Clonotypic architecture of a Gag-specific CD8+ T-cell response in chronic human HIV-2 infection.
Moysi E., Darko S., Gea-Mallorquí E., Petrovas C., Almeida JR., Wolinsky D., Peng Y., Jaye A., Stewart-Jones G., Douek DC., Koup RA., Dong T., Rowland-Jones S.
The dynamics of T-cell receptor (TCR)selection in chronic HIV-1 infection, and its association with clinical outcome, is well documented for an array of MHC-peptide complexes and disease stages. However, the factors that may contribute to the selection and expansion of CD8+ T-cells in chronic HIV-2 infection, especially at the clonal level remain unclear. To address this question, we undertook a detailed molecular characterization of the clonotypic architecture of an HLA-B*3501 restricted Gag-specific CD8+ T-cell response in donors chronically infected with HIV-2 using a combination of flow cytometry, tetramer-specific CD8+ TCR clonotyping, and in vitro assays. We show that the response to the NY9 epitope is hierarchical and narrow in terms of T-cell receptor-alpha (TCRA) and -beta (TCRB) gene usage yet clonotypically diverse.
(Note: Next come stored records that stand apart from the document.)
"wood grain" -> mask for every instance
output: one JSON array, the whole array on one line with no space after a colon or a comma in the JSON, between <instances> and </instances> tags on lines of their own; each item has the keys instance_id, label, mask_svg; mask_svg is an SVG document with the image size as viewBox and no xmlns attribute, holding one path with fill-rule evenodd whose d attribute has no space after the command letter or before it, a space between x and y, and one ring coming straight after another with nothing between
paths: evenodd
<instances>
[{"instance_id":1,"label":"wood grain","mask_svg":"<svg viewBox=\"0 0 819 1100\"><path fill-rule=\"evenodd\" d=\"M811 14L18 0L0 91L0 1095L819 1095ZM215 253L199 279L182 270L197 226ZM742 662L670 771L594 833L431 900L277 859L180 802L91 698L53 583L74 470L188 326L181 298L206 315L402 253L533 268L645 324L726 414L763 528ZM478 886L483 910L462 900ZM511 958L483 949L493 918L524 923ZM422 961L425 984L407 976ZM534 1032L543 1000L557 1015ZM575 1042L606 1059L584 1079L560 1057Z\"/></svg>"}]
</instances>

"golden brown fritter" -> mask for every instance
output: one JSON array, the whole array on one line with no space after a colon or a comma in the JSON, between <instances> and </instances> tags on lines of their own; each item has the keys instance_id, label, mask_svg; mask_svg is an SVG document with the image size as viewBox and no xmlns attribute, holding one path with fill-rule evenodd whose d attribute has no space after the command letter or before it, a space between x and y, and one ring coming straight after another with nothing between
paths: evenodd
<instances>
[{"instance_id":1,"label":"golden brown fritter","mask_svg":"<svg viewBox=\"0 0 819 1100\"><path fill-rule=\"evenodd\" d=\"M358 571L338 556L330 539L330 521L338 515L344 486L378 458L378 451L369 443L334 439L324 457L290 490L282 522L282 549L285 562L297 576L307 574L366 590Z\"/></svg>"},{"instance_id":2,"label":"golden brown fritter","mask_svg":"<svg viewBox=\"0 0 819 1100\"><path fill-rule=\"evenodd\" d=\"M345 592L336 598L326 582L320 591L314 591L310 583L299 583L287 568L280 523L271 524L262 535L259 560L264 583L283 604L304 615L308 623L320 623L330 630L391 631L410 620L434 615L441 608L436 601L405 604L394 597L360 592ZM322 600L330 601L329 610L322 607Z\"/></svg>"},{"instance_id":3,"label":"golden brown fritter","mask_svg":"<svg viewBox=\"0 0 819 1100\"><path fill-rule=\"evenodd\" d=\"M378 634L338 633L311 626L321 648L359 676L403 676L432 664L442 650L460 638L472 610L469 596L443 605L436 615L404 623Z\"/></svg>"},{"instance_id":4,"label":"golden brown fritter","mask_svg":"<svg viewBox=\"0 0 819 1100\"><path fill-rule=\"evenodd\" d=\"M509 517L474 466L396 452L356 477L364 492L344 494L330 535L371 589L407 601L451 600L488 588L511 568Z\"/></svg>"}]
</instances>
Furthermore, clonotypic dominance in shared origin CTL clones was associated with a greater magnitude of cytokine production and antigen sensitivity at limiting antigen dilution as well as enhanced cross-reactivity for known HIV-2 variants. Hence, our data suggest that effector mobilization and expansion in human chronic HIV-2 infection may be linked to the qualitative features of specific CD8+ T-cell clonotypes, which could have implications for viral control and disease outcome.